Mars’s Dramatic Climate Variations Are Driven by the Sun
Image of one of the dark slopes in the middle of the ice cap on Mars’s north pole. The layers can have varying levels of dust. Credit: NASA/JPL/UA
The ice caps on Mars’s poles are kilometers thick and composed of ice and dust. There are layers in the ice caps, which can be seen in cliffs and valley slopes, and we have known about these layers for decades, since the first satellite images came back from Mars. The layers are believed to reflect past climate on Mars, in the same way that the Earth’s climate history can be read by analyzing ice cores from the ice caps on Greenland and Antarctica.
Solar insolation on Mars has varied dramatically over time, mainly due to large variations in the tilt of Mars’s rotational axis (obliquity), and this led to dramatic climate variations on Mars. For years people have tried to link the solar insolation and layer formation by looking for signs of periodic sequences in the visible layers, which can be seen in the upper 500 meters. Periodic signals might be traceable back to known variations in the solar insolation on Mars, but so far it has been unclear whether one could find a correlation between variations in insolation and the layers.
Correlation Between Ice, Dust and Sun
Image in high resolution of the layers from the HiRISE instrument on NASA’s Mars Reconnaissance orbiter. These images show that the layers are covered with dust and frost, and the visible layers cannot be directly to examine the internal structure of the ice cap. The researchers have therefore used measurements of the layer thickness and depth in the ice sheet, which can be measured from high reso- lution images taken in stereo. Credit: NASA/JPL/UA
“Here we have gone in a completely different direction. We have developed a model for how the layers are built up based on fundamental physical processes, and it demonstrates a correlation between ice and dust accumulation and solar insolation,” explains Christine Hvidberg, a researcher in ice physics at the Center for Ice and Climate at the Niels Bohr Institute at the University of Copenhagen.
She explains that in the model the layer formation is driven by insolation, and the dust-rich layers can be formed by two processes: 1: Increased evaporation of ice during the summer at high obliquity (when the rotational axis tilts down), and 2: Variations in dust accumulation as a result of variations in the axial tilt. The model is simple but physically possible, and it can be used to examine the relationship between climate variability and layer formation.

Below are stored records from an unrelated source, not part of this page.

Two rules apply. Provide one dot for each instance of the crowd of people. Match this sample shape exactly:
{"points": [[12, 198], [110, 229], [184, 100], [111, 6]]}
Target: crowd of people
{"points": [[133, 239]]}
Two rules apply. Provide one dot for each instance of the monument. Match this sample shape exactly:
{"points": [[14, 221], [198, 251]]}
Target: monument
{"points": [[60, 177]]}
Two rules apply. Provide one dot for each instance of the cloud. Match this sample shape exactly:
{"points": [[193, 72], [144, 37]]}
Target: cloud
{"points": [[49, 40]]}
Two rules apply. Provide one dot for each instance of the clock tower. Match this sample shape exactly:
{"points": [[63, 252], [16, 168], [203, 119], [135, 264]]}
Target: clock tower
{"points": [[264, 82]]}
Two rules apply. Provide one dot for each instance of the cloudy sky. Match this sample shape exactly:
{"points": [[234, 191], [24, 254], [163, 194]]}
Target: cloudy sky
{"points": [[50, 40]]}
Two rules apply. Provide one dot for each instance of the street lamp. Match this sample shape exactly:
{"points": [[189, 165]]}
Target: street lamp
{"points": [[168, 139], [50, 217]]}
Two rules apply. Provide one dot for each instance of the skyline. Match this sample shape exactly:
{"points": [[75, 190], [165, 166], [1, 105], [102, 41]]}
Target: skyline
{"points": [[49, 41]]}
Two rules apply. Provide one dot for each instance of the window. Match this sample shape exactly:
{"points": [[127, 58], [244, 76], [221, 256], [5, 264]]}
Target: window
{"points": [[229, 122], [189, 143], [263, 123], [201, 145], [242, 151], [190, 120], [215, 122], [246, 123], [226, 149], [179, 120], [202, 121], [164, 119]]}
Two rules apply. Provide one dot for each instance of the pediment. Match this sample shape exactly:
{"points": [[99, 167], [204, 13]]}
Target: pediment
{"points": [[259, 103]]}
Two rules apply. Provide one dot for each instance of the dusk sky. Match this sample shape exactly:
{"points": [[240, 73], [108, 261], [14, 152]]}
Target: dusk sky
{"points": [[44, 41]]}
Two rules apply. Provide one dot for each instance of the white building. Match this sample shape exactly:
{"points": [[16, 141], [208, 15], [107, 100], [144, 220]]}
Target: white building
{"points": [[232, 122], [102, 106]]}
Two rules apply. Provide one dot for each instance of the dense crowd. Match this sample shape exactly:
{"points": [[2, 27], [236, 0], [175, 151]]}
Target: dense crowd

The researchers established a framework for the model that could explain the layer formation so that it was consistent with the observations. By comparing the layer distribution in the model with precise measurements of the layer structure from high-resolution satellite images of the ice cap on Mars’s north pole, they have discovered that the model is able to reproduce the complex sequences in the layers.
Climate History Over 1 Million Years
“The model dates the upper 500 meters of the northern ice cap on Mars, equivalent to approximately 1 million years and an average accumulation rate of ice and dust of 0.55 mm per year. It links the individual layers to the maxima in solar insolation and thereby establishes a dated climate history of the north pole of Mars over 1 million years,” says Christine Hvidberg.
Even though the model is only based on a comparison with the visible layers in the upper 500 meters, preliminary studies indicate that the entire thickness and internal structure of the ice cap can be explained by the model and can thus explain how ice and dust accumulation on Mars’s north pole has been driven by variations in solar insolation for millions of years.